Back to school…

I’m back at university, in an effort to force myself to knuckle down and get through the pain of learning Java. It’s been 16 years since I was last there, and here are a few of the things I’ve learned so far –

I’ve learned about the syllabus
Despite the move to Java, very little has changed in the overall teaching approach in 16 years. I’ve heard from another source that someone in my position 15 years ago may have been saying the same thing.

I’ve learned something about gold-plating
University seems to reward you for adding extra features. This doesn’t seem to happen in the business world.

A couple of years ago, I had a graduate developer assigned to my test team to help extend a test tool that I had written. He seemed overly focused on wanting to build a GUI for my tool, when a simple command-line interface was all that was needed to solve our problem. Similarly, with a user base of three, robust error handling was something we could live without. After a couple of semesters of university assignments, I think I understand why this was the case.

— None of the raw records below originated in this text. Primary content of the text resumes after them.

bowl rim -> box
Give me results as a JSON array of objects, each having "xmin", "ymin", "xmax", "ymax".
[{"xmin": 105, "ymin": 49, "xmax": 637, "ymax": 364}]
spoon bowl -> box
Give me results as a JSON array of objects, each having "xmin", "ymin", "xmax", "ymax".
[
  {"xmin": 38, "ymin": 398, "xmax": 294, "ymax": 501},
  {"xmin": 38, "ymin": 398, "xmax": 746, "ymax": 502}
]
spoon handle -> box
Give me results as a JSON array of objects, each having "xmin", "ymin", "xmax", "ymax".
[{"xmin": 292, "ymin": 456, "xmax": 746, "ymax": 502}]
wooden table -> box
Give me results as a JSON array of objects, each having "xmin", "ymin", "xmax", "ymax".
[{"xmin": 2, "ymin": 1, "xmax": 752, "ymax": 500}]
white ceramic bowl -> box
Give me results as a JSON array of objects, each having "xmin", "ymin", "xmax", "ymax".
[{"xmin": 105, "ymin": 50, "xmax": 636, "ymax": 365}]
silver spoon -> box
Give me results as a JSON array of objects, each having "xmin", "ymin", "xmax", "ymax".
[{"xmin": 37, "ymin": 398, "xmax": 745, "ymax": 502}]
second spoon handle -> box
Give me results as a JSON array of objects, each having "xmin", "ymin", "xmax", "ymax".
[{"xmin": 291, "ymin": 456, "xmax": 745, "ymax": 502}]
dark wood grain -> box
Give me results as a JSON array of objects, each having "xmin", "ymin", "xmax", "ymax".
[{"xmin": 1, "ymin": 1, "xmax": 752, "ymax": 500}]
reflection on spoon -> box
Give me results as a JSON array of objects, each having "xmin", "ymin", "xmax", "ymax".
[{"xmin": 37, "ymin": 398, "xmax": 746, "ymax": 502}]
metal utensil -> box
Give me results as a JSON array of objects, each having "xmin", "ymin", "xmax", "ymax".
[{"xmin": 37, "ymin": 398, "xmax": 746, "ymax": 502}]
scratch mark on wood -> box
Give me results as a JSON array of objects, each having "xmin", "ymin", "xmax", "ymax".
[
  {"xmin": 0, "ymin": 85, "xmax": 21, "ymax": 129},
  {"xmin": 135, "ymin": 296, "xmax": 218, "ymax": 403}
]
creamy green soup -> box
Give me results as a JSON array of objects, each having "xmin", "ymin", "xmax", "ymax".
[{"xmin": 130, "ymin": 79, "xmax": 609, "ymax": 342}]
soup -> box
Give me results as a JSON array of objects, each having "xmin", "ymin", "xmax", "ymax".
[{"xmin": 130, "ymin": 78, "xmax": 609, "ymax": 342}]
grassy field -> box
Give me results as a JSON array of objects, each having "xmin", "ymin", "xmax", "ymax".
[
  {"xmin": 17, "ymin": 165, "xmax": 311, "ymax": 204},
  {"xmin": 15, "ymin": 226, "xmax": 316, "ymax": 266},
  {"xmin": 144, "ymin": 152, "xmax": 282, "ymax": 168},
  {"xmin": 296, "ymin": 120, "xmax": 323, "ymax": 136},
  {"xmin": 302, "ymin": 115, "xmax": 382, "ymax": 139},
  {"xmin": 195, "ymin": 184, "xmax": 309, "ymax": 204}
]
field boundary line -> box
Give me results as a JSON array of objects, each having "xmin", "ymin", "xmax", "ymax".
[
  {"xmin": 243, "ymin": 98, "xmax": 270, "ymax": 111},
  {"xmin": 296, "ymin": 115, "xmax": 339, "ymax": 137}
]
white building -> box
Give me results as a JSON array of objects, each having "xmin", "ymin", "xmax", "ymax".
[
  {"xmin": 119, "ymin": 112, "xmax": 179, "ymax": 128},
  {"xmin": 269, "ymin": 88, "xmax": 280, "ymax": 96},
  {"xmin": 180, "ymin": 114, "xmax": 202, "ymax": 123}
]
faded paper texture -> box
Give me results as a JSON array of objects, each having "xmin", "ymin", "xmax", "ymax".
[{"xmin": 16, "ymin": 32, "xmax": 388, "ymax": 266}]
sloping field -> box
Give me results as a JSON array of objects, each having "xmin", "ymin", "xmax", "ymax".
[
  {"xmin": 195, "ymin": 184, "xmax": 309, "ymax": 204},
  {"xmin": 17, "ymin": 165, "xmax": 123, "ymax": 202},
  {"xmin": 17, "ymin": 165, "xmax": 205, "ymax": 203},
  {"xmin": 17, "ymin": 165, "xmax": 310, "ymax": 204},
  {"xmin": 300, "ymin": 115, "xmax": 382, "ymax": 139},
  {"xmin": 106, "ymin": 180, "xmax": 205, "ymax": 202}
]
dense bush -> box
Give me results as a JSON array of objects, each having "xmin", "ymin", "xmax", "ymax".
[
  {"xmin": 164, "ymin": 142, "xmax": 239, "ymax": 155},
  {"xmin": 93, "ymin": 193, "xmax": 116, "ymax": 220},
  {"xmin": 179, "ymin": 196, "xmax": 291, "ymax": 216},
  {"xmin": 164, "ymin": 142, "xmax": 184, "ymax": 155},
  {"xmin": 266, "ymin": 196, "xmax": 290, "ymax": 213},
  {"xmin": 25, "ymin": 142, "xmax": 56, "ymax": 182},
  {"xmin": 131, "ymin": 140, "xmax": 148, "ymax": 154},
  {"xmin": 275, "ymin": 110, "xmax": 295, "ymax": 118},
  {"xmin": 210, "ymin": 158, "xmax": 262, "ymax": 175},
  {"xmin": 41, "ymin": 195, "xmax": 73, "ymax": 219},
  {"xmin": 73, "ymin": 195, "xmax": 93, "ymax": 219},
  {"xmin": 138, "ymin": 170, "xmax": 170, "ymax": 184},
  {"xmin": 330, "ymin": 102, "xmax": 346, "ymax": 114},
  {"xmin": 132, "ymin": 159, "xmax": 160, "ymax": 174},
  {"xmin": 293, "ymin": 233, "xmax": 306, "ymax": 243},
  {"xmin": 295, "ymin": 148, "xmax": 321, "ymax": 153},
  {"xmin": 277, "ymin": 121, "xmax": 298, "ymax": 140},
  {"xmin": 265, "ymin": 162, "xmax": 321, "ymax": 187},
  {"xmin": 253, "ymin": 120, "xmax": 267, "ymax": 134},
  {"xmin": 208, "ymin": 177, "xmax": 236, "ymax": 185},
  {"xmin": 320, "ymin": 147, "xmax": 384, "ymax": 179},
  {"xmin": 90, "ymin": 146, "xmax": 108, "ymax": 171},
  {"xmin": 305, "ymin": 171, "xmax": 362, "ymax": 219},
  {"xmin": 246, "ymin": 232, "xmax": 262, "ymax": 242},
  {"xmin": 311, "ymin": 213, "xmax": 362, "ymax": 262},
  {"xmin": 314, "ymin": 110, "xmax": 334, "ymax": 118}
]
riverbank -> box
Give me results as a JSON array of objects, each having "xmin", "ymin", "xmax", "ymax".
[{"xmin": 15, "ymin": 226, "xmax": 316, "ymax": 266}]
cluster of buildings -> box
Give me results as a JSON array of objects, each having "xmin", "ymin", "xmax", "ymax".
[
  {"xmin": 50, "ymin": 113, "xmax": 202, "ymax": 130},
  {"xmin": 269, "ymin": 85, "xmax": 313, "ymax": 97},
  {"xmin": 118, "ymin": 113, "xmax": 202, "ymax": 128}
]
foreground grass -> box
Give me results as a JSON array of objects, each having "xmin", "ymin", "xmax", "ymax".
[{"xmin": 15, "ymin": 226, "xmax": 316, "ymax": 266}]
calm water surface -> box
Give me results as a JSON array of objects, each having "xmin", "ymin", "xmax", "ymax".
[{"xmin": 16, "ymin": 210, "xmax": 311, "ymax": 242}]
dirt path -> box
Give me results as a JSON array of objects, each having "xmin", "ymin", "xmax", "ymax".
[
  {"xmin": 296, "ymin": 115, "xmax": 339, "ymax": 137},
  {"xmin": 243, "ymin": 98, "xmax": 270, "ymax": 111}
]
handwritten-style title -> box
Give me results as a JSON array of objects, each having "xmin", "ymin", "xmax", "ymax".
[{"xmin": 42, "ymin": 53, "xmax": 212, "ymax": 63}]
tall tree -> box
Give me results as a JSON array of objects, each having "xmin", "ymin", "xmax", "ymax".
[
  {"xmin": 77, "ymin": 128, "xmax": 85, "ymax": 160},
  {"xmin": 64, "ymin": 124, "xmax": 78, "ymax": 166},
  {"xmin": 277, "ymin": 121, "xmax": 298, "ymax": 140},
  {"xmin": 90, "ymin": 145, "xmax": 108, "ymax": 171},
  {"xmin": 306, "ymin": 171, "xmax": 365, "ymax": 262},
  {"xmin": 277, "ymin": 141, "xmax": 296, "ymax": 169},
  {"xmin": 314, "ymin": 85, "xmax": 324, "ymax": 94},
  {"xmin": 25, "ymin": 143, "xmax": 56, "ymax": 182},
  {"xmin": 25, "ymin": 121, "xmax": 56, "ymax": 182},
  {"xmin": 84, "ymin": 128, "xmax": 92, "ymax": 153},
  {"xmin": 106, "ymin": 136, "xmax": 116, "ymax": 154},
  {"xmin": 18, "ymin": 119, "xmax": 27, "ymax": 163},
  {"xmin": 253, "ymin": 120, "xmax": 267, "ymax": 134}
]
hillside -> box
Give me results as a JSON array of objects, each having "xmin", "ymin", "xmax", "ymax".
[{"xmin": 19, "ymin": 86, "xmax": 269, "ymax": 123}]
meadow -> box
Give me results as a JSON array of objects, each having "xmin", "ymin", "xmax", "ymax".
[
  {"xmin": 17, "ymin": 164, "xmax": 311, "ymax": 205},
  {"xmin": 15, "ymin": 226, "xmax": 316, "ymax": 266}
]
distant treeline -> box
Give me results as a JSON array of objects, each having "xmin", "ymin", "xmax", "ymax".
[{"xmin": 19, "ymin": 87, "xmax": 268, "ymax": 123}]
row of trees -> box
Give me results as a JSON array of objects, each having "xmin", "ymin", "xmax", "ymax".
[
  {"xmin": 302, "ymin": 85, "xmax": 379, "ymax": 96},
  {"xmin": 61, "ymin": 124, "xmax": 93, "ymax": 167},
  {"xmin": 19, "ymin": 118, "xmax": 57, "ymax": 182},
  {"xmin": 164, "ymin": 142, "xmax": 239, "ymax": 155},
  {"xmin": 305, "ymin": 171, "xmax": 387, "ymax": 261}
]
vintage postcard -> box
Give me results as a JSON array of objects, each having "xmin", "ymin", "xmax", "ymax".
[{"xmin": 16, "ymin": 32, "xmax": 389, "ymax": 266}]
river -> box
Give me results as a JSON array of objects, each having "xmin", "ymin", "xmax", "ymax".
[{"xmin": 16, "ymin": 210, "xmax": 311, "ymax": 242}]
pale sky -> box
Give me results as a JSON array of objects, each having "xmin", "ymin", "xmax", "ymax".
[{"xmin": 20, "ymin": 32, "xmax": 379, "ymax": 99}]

I’ve learned something about testing
Lecturers are mostly not embracing some of the not-so-recent trends. I’ve found JUnit tests a boon on assignments where we are incrementally adding new features. Having these tests as I implement existing functions using newly-learned language features, or to add new functionality for new assignments makes things much less stressful. Implement a test per requirement also helps to make sure I get all the marks for the assignment as well. When I suggested a student learn JUnit rather than passing parameters to their classes manually via a GUI interface, lecturers seemed against it, despite the many practical (and career) benefits.

I’ve learned something about learning
University seems really keen to have students build GUIs on everything. Now, GUI building seems like a reasonably complex thing, object-wise. As a beginner, figuring out how to model the domain is hard enough without being forced to put a hacky user interface on top of it.

Learning to model a domain doesn’t start with modelling the user interface.

I’m sure there are more progressive courses out there. I’m just surprised that the take-up of things that are of much benefit to beginning programmers is coming along so slowly. But then we are always making a tradeoff between what we can easily teach and what’s worth teaching. Just look at tester certification.